- Nickname: TPK
- Interactive map of Thiruppalaikudi
- Coordinates: 11°55′N 78°20′E﻿ / ﻿11.917°N 78.333°E
- Country: India
- State: Tamil Nadu
- District: Ramanathapuram
- Taluka: R.S.Mangalam

Government
- Elevation: 45 m (148 ft)

Population (2011)
- • Total: 8,824
- Time zone: IST (UTC+5:30)
- Postal code: 623531
- Area code: 04561

= Thiruppalaikudi =

Thirupalaikudi (natively known as TPK) is a small town in R. S. Mangalam Taluka in Ramanathapuram District of the Indian state of Tamil Nadu.

== Geography ==
It is near the Bay of Bengal and features a humid climate. It is located 24 kilometres north of District headquarters Ramanathapuram and 480 kilometres from State capital Chennai.

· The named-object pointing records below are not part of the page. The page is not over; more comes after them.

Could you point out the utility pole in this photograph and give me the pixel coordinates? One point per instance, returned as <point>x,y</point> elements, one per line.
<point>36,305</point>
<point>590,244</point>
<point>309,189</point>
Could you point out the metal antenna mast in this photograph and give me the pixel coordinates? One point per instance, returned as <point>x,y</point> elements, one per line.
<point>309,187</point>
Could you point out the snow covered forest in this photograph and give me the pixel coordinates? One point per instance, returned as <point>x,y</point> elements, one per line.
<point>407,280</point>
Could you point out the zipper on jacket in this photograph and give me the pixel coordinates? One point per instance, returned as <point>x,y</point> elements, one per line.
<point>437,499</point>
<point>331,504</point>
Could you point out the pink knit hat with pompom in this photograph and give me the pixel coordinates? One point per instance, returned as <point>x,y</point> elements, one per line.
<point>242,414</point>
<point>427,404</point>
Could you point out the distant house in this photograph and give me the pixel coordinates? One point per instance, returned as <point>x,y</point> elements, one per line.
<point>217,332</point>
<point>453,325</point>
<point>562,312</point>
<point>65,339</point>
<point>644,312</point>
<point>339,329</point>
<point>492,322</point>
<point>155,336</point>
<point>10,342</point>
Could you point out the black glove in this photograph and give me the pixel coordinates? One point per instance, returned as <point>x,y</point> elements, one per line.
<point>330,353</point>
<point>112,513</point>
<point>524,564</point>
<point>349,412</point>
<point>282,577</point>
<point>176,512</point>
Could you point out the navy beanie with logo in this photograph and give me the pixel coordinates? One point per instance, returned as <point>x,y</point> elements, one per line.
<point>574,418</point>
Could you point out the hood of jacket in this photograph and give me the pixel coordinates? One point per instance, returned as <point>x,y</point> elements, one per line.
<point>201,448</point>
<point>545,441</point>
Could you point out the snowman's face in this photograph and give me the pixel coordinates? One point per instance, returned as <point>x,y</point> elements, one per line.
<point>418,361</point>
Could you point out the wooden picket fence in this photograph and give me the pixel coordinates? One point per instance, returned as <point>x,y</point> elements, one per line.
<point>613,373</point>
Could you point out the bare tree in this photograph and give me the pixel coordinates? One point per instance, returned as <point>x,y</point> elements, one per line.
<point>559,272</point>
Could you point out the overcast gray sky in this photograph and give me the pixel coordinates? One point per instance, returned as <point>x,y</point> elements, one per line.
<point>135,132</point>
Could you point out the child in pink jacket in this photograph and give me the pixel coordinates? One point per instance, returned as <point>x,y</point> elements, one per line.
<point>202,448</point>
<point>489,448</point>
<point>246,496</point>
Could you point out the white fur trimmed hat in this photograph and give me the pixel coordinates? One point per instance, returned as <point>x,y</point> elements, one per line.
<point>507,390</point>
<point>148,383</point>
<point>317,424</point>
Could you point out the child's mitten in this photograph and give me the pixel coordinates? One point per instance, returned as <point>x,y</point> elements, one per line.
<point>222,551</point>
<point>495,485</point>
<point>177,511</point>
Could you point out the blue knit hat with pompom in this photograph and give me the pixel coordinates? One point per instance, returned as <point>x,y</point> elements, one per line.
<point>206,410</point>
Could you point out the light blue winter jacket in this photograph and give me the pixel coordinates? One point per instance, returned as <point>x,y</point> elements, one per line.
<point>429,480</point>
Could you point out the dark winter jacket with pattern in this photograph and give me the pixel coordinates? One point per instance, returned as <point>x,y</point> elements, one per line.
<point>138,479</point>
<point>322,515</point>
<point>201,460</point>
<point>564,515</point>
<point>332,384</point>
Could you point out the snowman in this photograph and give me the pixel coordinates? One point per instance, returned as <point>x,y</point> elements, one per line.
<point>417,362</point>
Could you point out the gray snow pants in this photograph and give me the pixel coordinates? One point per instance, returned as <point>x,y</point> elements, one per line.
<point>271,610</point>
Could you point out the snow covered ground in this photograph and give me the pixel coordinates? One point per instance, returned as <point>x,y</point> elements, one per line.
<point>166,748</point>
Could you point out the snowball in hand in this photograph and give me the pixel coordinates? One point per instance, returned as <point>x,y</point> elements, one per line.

Thiruppalaikudi is surrounded by Ramanathapuram, Devipattinam, Thondi, R. S. Mangalam, Nambuthalai

== Economy ==

Thirupalaikudi is located marine landscape, the people of this village earn their main income from fishing, and they also earn income through self-employment such as animal husbandry, agriculture, construction, and part-time wage work such as salting and shrimp farming, Apart from being an area with less natural resources and water resources, a certain percentage of the men from this village earn their income in the Persian Gulf region, Southeast Asian countries, America and Europe as a migrate workers.